So, bear with me.  Client recently buys waterfront property.  Commitment and Title Policy (ALTA Owner's Policy (06/17/2006) lists an exception for "Terms and Conditions of "Boundary Line Adjustment" from 2004 and gives the recording information for a Boundary Line Correction ("Correction") and the accompanying survey.  The Correction purports to lop off 20 feet of waterfront and gives it to the property to the north of the subject property and then lops off another 18 feet of waterfront and gives it to the property to the south.  Client buys the property knowing about the Correction.  The legal description insured by the title company is the post-Correction description.

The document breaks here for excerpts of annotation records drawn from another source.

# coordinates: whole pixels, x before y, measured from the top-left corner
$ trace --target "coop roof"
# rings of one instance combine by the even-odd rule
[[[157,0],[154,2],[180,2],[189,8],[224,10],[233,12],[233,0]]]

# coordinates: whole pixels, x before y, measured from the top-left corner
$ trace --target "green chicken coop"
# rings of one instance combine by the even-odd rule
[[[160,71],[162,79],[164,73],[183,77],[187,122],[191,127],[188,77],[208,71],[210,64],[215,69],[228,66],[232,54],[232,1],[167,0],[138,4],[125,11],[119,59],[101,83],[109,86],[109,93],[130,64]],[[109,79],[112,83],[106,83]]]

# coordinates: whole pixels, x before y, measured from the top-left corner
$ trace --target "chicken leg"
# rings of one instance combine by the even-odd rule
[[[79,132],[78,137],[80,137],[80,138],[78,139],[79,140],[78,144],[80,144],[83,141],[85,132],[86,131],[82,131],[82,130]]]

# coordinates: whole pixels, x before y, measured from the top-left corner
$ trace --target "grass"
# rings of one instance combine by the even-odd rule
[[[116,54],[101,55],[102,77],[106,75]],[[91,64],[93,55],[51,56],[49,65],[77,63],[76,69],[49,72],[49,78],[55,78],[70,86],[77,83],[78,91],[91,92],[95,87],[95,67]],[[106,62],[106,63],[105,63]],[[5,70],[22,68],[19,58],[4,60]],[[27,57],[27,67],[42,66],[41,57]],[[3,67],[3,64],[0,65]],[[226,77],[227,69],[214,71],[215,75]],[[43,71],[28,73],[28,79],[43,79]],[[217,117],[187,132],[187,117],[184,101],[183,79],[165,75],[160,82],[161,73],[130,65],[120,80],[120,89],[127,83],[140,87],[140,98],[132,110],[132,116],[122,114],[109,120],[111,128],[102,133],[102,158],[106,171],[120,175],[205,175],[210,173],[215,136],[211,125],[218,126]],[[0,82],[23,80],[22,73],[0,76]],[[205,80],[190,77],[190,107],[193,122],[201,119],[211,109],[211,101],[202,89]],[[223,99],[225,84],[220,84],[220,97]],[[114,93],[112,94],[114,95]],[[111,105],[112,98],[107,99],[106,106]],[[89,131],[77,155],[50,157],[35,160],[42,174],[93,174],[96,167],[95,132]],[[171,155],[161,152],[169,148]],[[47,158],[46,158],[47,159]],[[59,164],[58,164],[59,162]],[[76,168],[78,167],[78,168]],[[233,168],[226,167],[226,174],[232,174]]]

BUT BUT BUT, I discover that the parties never recorded the title transfer documents to consummate the Correction.  And, because the parties never recorded the transfer deeds to re-configure the parcels, the County never changed its maps and its legal descriptions for the client's property.  So, the client has been paying for taxes, and continues to pay, for the full sized parcel even though the client has use of only the reduced size parcel (OUCH because client is paying for an extra 38 feet of low bank water front property which is about a third of its original width).   Assume the other parties are now unwilling to sign and record the transfer deeds (why not (?), because they have full use of property for which they are not paying taxes.)

Now it seems to me (and it is industry practice) that the title company should have caught this recording oversight and have the parties sign and record the transfer title deeds to complete the Boundary Line Correction back when the client bought the property.  But it didn't.  Now the client is paying far more taxes than it should be paying AND the title policy is for a non-legal parcel.  That is, the title policy insures the post-Correction description but because the Correction was never completed, the correct parcel is the full parcel, not the reduced parcel.  BTW, the client's lenders deed of trust also uses the post-Correction legal description. 

Does the client have grounds to submit this claim to the title company to figure out a fix?  Is a title company allowed to insure a non-legal parcel?  Any other thoughts?